Yeah. How have things changed in the intervening decade or so? Yeah, I mean, I can't really imagine somebody embarking upon parenthood now
and having to email a cousin's wife for a list of baby products.
They will be bombarded with ads from the second they first get a positive pregnancy test
and start Googling, you know, what does a blurry line mean?
Is it accurate? And they will be targeted by momfluencers trying to sell them everything under the sun,
curtains, you know, skincare products, washable rugs. I mean, you can pretty much hinge any
product onto motherhood if you want.
So what other kinds of momfluencers are out there?
It sounds like ones that are posting lots of pictures of their babies.
I mean, the image of a stereotypical momfluencer that comes to mind is someone who's white,
who's thin, who has long blonde beachy waves, who has access to generational wealth,
who is married to a man who has more than two children.
And her house is decorated in lots of shades of beige and white.
There's lots of linen.
There's macrame wall hangings.
And there's a lot of joy.
This is one of my favorite projects.
I make all of the boy setting.
But this would also make a really good gift if you're looking for something thoughtful to give a new friend with a new baby.
Oh, okay.
So this kind of differs from what we were hearing in the first half of our show, which is that if you're looking at mom content, mom tent online, you're seeing a lot of dread.
You're seeing a lot of look how hard my life is and how impossible these expectations are.
But you're saying there's a lot of content, mom-tent, out there that's depicting perfection.
Yes. But I also completely, you know, I see Rachel's point in that there is a ton of
essays, articles, books, movies, focusing on sort of the darker sides of motherhood.
And I think the stereotypical momfluencer content, it's not giving you a nuanced picture of
the private internal satisfaction one can derive from motherhood. It's very much checking super gender normative boxes of motherhood.
So I think, you know, I can totally see how somebody that doesn't have kids is consuming
both the motherhood dread stuff and the picture perfect squeaky clean imagery on Instagram and
coming away with no clue what to expect. So somebody I've spent a lot of time writing about and studying is Hannah Nielman.
She's Ballerina Farm.
This is the dinner-making crew while the boys are at rodeo practice.
She lives on a ranch called Ballerina Farm because she's a Juilliard-trained ballerina.
So it's this really fascinating blend of pick-yourself your bootstraps, homestead aesthetics, and hyper-feminine, beauty queen, blonde-white femininity.
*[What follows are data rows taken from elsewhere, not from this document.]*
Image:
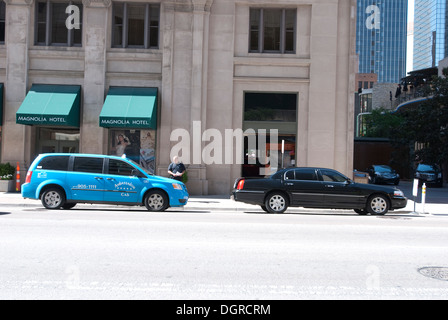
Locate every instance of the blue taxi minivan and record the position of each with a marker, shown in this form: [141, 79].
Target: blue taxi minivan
[62, 180]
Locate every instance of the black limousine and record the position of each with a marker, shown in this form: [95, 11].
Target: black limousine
[317, 188]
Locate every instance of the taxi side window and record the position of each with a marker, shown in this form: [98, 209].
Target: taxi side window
[59, 163]
[88, 164]
[120, 168]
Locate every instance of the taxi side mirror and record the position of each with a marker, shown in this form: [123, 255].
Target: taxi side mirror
[136, 173]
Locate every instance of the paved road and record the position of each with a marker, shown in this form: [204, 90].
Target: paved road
[117, 254]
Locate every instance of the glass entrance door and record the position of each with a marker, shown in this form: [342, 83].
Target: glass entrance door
[57, 141]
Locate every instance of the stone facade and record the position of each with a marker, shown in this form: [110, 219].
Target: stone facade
[202, 69]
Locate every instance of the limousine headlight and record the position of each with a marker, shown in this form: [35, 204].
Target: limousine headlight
[177, 186]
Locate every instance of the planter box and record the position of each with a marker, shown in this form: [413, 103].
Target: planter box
[7, 186]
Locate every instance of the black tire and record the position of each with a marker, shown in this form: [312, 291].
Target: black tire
[276, 202]
[377, 204]
[68, 206]
[53, 198]
[156, 201]
[361, 212]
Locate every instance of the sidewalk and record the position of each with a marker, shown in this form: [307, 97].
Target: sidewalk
[224, 203]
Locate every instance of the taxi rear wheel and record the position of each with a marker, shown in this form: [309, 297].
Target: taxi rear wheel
[53, 198]
[156, 200]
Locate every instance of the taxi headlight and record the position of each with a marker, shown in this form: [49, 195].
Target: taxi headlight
[177, 186]
[398, 193]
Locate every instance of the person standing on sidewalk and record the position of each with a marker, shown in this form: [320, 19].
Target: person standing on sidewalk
[176, 169]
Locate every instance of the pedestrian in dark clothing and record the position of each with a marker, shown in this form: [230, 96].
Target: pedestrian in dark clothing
[176, 169]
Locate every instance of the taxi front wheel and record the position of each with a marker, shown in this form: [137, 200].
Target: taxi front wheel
[156, 200]
[53, 198]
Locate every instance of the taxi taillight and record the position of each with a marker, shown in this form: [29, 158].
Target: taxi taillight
[28, 176]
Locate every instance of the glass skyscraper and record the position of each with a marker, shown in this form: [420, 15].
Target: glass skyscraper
[430, 33]
[381, 38]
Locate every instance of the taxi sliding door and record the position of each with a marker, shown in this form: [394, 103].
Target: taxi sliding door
[121, 184]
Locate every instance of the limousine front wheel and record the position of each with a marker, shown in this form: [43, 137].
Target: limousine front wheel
[156, 201]
[276, 203]
[53, 198]
[377, 204]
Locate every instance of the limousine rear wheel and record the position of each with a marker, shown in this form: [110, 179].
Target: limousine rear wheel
[276, 203]
[156, 200]
[53, 198]
[377, 204]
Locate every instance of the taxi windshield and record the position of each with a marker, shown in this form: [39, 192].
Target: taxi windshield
[139, 166]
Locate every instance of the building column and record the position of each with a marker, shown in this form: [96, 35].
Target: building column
[16, 139]
[95, 26]
[184, 86]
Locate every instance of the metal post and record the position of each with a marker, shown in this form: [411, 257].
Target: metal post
[423, 197]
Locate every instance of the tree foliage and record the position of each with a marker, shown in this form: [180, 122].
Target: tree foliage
[425, 123]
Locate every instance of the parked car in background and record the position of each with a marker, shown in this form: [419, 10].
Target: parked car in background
[429, 174]
[379, 173]
[317, 188]
[62, 180]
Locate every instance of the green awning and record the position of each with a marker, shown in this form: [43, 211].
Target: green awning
[1, 104]
[50, 105]
[130, 107]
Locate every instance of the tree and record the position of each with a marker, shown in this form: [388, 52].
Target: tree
[424, 124]
[427, 123]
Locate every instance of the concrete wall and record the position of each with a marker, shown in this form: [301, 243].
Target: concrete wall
[202, 69]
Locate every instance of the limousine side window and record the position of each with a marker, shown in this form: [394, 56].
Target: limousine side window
[88, 164]
[289, 175]
[120, 168]
[332, 176]
[59, 163]
[306, 174]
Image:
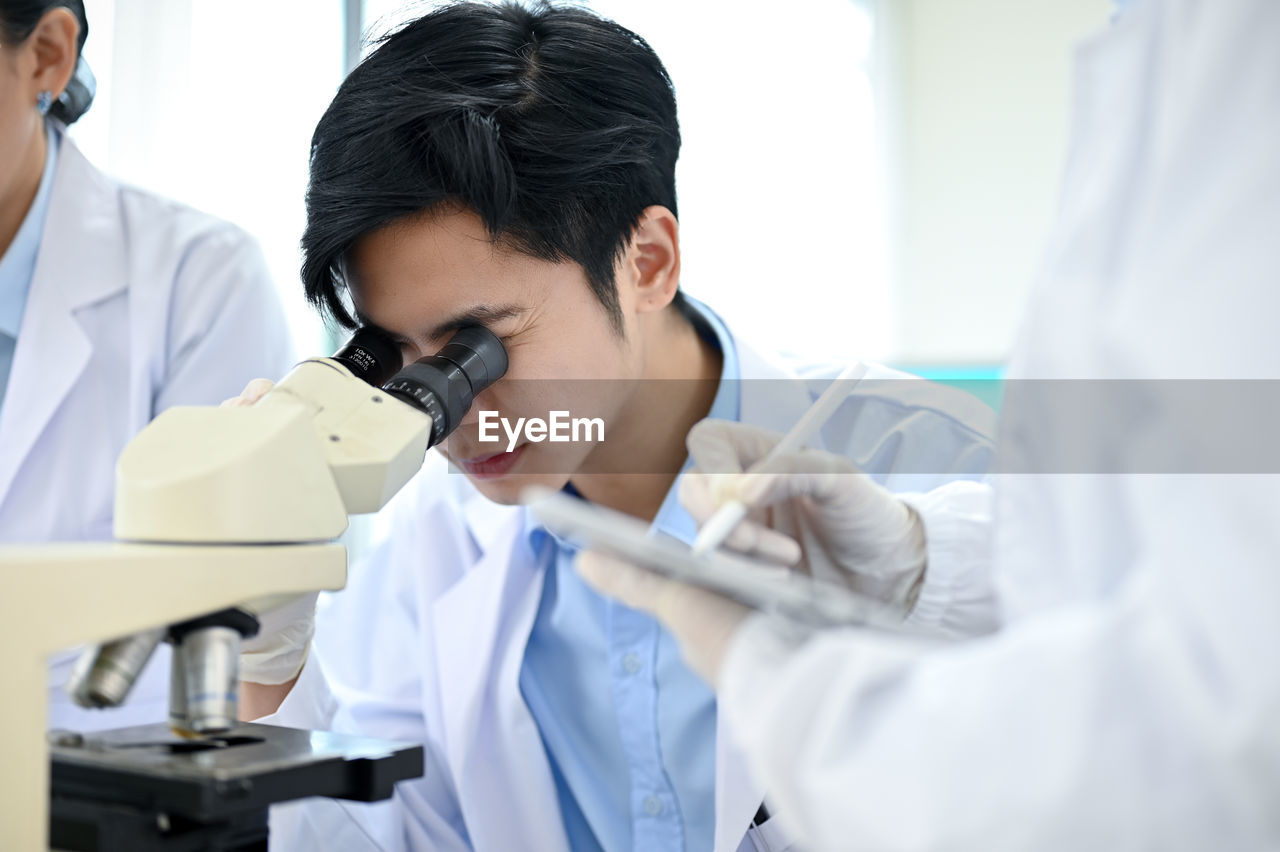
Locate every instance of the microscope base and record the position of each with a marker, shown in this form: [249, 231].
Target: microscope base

When I first started looking into her, she had a little over 100,000 followers.
She now has upwards of 8 million last time I checked.
Okay, so people want this kind of stuff. I mean, 8 million followers, that's no joke.
And does this make people feel aspirational? Depressed? What?
I mean, if we're looking at Ballerina Farm, I mean, you could write a doctoral thesis on her comments alone. So many of them are just,
you know, wow, you just had your seventh baby and you're already wearing an evening gown. Wow.
You make sourdough bread from scratch every day. You're the best mom. Wow. You homeschool your kids.
You're the best mom. There's all these assumptions of what makes a good mother
as reflected on her page,
despite the fact that, you know,
the vast majority of the 8 million people following
do not know whether or not she's a quote-unquote good mom.
I mean, some of those things you said don't sound all that bad,
but what's problematic here, I guess the deeper issue,
is that it may not all be realistic for gen pop.
A hundred percent.
I mean, you know, if we're thinking about nostalgia in general, particularly as it pertains to gender roles within the home, there were no quote unquote good old days for any mothers, particularly marginalized mothers.
You know, white angels of the house could only exist through the labor of other mothers being
paid.
You had me at white angels of the house.
So, okay, I'm referencing the 19th century cult of domesticity, which was a real thing.
And yeah, they were called angels of the house and they were primarily white, wealthy women whose status really served to further marginalize and harm, you know, working class women, women of color, certainly queer women and queer mothers. fetishize this modern day rendition of sort of the angel of the house we are
digging in our heels at the ideal that there can only be one kind of good mother do you think they
have a real effect on people's decision to become moms yeah um when i was reporting out my book i
spoke to lots of people who were on the fence about having kids.
And many of them felt sort of exhausted by the performance of motherhood as they saw it online.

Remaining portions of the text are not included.